# Can I print shirts with graphics resembling old video games?



## RhinoAmato (Feb 23, 2009)

I just got a few ideas based on old Nintendo games, like Mike Tyson's Punch Out? The graphics would be created using similar fonts and I wanted to know if Nintendo still held copyrights on games they no longer sell. I know it's best to consult a lawyer, but considering costs, I'd like to get your opinions first. Do you think it would be an issue to make shirts like this? Thanks everyone!


----------



## Greatzky (Jan 28, 2009)

if it's a reference or a parody of the name or something I think you would be ok. I make shirts for Earthbound, phoenix wright, and chrono trigger and I haven't had problems with any of them. I don't use the name of the game on the shirt. 
In doubt ask a lawyer, but i'd say you are probably alright.

-Scott Lewis


----------



## RhinoAmato (Feb 23, 2009)

Thanks Scott,

It will definitely be a parody and I'm not going to use the exact words. It say Punched Out instead of Punch Out but be in a similar font with boxing gloves.

I had some other good ideas using Mario and the Pillsbury Doughboy but I those are off limits considering they are still used to market products.


----------



## Solmu (Aug 15, 2005)

RhinoAmato said:


> I wanted to know if Nintendo still held copyrights on games they no longer sell.

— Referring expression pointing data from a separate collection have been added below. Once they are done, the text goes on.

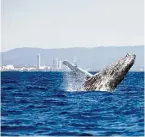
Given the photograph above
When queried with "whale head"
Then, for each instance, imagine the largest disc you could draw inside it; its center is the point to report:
(110, 77)
(116, 72)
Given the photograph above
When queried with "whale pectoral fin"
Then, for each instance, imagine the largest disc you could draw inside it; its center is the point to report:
(77, 70)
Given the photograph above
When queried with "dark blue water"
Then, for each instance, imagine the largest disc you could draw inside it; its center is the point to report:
(37, 103)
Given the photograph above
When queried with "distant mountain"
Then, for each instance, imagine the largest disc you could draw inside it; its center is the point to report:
(89, 58)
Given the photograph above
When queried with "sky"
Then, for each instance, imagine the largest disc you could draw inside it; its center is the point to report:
(71, 23)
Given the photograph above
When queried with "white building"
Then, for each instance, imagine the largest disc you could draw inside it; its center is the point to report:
(59, 64)
(9, 67)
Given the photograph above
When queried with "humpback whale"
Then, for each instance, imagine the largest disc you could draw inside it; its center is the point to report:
(106, 79)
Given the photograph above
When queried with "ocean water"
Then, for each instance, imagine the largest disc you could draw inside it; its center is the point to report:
(50, 104)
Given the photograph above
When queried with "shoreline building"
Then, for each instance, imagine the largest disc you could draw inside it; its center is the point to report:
(38, 61)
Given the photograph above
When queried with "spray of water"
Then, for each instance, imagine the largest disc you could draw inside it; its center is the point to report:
(73, 82)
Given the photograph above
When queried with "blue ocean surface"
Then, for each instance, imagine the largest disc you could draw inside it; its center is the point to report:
(50, 104)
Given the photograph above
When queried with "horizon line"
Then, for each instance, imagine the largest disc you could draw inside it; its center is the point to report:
(73, 47)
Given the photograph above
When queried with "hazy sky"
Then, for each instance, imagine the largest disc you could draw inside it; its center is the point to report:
(71, 23)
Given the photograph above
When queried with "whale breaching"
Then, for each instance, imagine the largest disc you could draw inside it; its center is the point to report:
(108, 78)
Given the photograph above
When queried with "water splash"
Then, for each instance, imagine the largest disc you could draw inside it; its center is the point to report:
(73, 82)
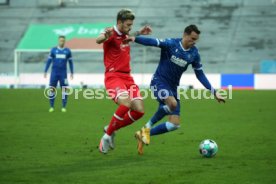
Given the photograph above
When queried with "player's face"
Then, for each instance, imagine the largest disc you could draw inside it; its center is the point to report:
(61, 42)
(190, 39)
(125, 26)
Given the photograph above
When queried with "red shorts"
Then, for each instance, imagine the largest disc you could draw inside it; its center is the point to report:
(117, 84)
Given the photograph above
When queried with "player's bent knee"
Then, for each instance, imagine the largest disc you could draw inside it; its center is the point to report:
(124, 100)
(171, 126)
(173, 106)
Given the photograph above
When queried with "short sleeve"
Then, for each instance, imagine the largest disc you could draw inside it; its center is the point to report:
(197, 61)
(69, 54)
(51, 54)
(163, 43)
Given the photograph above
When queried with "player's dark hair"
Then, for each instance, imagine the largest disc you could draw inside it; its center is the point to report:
(125, 14)
(191, 28)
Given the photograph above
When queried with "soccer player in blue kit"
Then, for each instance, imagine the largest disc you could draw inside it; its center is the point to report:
(176, 55)
(59, 56)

Absolutely. Think of the longest duration that could ever possibly be reasonable for copyright, then double it. You're now at half the time it _actually_ lasts 



RhinoAmato said:


> I'd like to get your opinions first.


Our opinions suck. We're all "Hey, it's not my company... do whatever the hell you want." And Nintendo are all "Pew pew pew, hahaha, I sue you!!!"


----------



## RhinoAmato (Feb 23, 2009)

How to large companies like Johnny Cupcakes get away with poking fun at the Jordan logo. Is it because he changed it enough to include a chef dunking a cupcake? I thought if any company would sue Nike would be one for sure.


----------



## splathead (Dec 4, 2005)

RhinoAmato said:


> How to large companies like Johnny Cupcakes get away with poking fun at the Jordan logo. Is it because he changed it enough to include a chef dunking a cupcake? I thought if any company would sue Nike would be one for sure.


Maybe they are and we just don't know about it. or maybe Nike owns them, who knows.

The only way for you to know for sure if you can do what you want to do is ask an attorney.


----------



## Solmu (Aug 15, 2005)

RhinoAmato said:


> How to large companies like Johnny Cupcakes get away with poking fun at the Jordan logo.


Big brass balls, and lawyers.


----------



## CitruS (Feb 14, 2009)

in the interview he seid, because its a parody


----------



## RhinoAmato (Feb 23, 2009)

Right, but I'm guessing parody is hard to define and there is a fine line between it and violation.


----------



## tonygraystone (May 1, 2008)

isnt all publicity good publicity? i mean if Nintendo or whoever told you to remove your design from production this would 1) make that shirt sort after and 2) bring your company lots of attention


----------



## kimura-mma (Jul 26, 2008)

tonygraystone said:


> isnt all publicity good publicity?


For the most part, I would agree with that. But do you really think Nintendo's attorneys sending a cease and desist letter to a random t-shirt company will make the evening news? I'd imagine C&D's get sent out every day, and no one ever knows about them.



tonygraystone said:


> i mean if Nintendo or whoever told you to remove your design from production this would 1) make that shirt sort after


What good would that do? If Nintendo forces production to stop, you wouldn't be able to supply the demand anyway.



tonygraystone said:


> and 2) bring your company lots of attention


I think you're overestimating the value of receiving a C&D or being sued. If a company can afford a long drawn out legal battle with Nintendo, then it would attract attention. But if the company can't afford that, then this situation gets resolved real fast... C&D sent, production stopped... end of story.


----------



## tonygraystone (May 1, 2008)

Probably right, 

but how about if the case was debatable, and you could spin a 'david vs goliath' story with local media.

Id never expect to win anything but thats the kind of attention i had in mind


----------



## kimura-mma (Jul 26, 2008)

If you're capable of that type of media spin, why not just try straight up marketing within your target niche? Makes more sense than getting sued by Nintendo just to get some press.


----------



## [email protected] (Sep 28, 2009)

I own a card company as well as tee shirt co. I sued a company for using the same name as our card line and won. Factors: you have to change at least 10% of the design to be different. No popular tag lines or logos can be used . Parodies have to be VERY obvious, and they are still not totally protected. Ultimately it will be the judges decision if enough change has been made and if copyright has been infringed upon. SNL does it all the time ...but who wants the bad press of being no fun and sueing SNL ?
It will always be a gamble...the law is not black and white .


----------



## splathead (Dec 4, 2005)

plafirspa said:


> I accept the longest duration that could ever possibly be reasonable for copyright, then double it.


I am not quite sure what that means, but here is a handy calculator Digital Copyright Slider


----------